I hail from Babylon, where I sought earth’s master sages, granaries of the Wisdom of the ages. I have studied medicine under brilliant physicians, poured water on the hands of peerless diagnosticians, drunk their words down passionately, not circumspectly; and not from books, but from their lips directly. I have swum deeply in their inner sea: the pillars of their wisdom stand revealed to me. 
With a brief, introductory bow to God’s healing powers, the physician with godly allusions offers to dispel all forms of bodily suffering:
I, with His help who formed Earth and Sky, can bind up your pain and give you ease again, staunch your every wound and set your strings well tuned. All who ache or ail, be hale! Mine the unguent and salve for every loathsome lesion you might have. Let the snake-bite man take what I give: and it shall be that everyone bitten shall look on me and live. You who hunger for health, come dine: mine is a powder ground exquisite fine to open eyes shut tight, giving the blind full slight. I have a potion that sets the barren teeming and the frigid steaming. For each raw wound recalcitrant to medication I am come from the city with Salvation. With God’s help I shall put your deafness behind, heal the blind, set the lame skipping like lambs, and butting about like rams. Each and every hurt that casts man down to dirt, yes, your very least distress I shall send loping off to the wilderness. 
A crowd of sick and suffering persons came, “like manna in the wilderness,” to the physician. Their pain made for his gain:
a motley hubbub up from the farms, dotards and babes-in-arms, a swain groaning his pain, a dame moaning her name, all pouring forth their grief; and he, clucking sympathy, hurrying his relief in bottles and jars, and garnering their dinars, his humour none the worse for having filled his purse through his sham and baldfaced scam. 
The narrator is contemptuous of both the charlatan-physician and his victims. Invective and satire against physicians is continuous from Roman literature and literature in the early Islamic world to medieval European literature.
The narrator, who participates in Tahkemoni, berates the physician for his chicanery. The physician “curled his lips as to curse,” but instead responded in verse:
Because you are my honest friend
your every word I take as manna;
But I must wander far and wide
till I be blest with coin’s Hosanna.
Flint-hearted Time rears wavelike up
and strikes me cruel, early and late:
Lodge no complaint at my door, good friend;
lodge your complaint against harsh Fate. 
The word “manna” recalls persons’ “hunger for health.” Their falling “like manna” on the physician enables him to fill his purse. The honest friend’s words offer no such benefit. A physician must acquire means to eat. That means being “blest with coin’s Hosanna.” The continuous struggle for survival is hard-hearted and cruel. The physician deflects opprobrium for his chicanery to economics and “harsh Fate.”
That’s not a convincing excuse if you wear fine robes and live in luxurious quarters.
* * * * *
- medieval anti-medical satire
- bird-shit medicine in the ancient Islamic world
- Sefer Hamusar on trying to buy food with poetry
 Judah al-Harizi, Tahkemoni, Gate 30, from Hebrew trans. Segal (2001) p. 246. Tahkemoni adapted into Hebrew the Arabic literary genre maqama.
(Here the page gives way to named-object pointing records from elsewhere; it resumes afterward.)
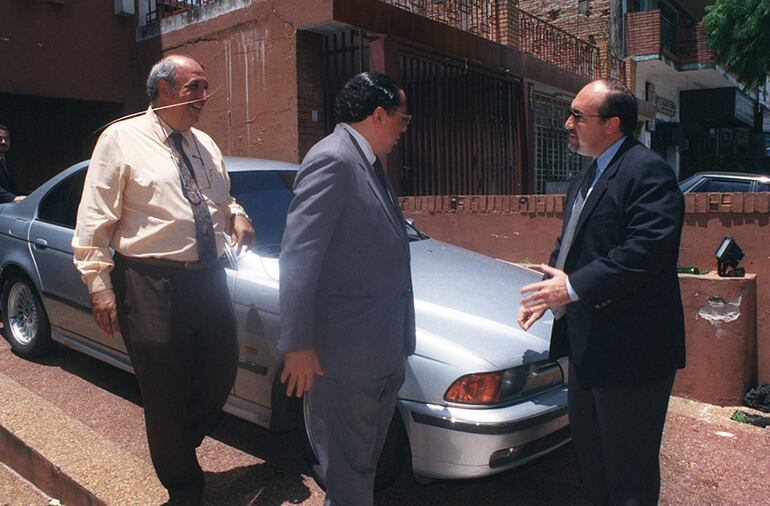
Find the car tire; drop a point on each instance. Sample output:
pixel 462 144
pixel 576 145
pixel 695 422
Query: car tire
pixel 25 322
pixel 391 462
Rhyming prose interspersed with poetry is characteristics of maqama. The claim “not from books, but from their lips directly” relates to a more general controversy over the merits of learning orally from a teacher versus learning from books. In eleventh-century Egypt, the scholarly physician ibn Butlan criticized the scholarly physician ibn Ridwan for learning from books.
 Id. pp. 246-7. The text is replete with biblical figures and allusions to god’s healing acts and compassion. E.g. Isaiah 55:1-3. Many of these figures and allusions are also in the Gospels’ accounts of Jesus, the good physician. Al-Harizi’s charlatan physician promised powder for opening eyes shut tight. Such powder would reverse the failure of physicians in Tobit 1:10.
 Id. p. 248. On manna, see Exodus 16.
 In his commentary on Gate 30, Segal notes:
Alharizi was not alone in raising a laugh at the expense of physicians; earlier and later figures in Jewish literature, indeed in all European and Arabic medieval literature, made uncharitable remarks about doctors, especially as they claimed or pretended impossible expertise — clearly the case here.
Segal (2001) p. 562. The excellent Soul and Gone provides anti-medical satire in Hebrew poetry from Hillel ben Shmuel (first half of the 13th century – 1295?), Yaakov Frances (1615 – 1667), and Immanuel Frances (1618? – 1710?).
 Id. p. 249. At the end of the story, the narrator refers to the physician as “Truth’s doctor.” The physician earlier invited the people, “come forward, try me; test my Truth; and only then deny me!” Al-Harizi seems to be playing with a contrast between truths of economics and truths of medicine.
Segal, David Simha, trans. and ed. 2001. Judah al-Harizi. The book of Taḥkemoni: Jewish tales from medieval Spain. Portland, OR: Littman Library of Jewish Civilization.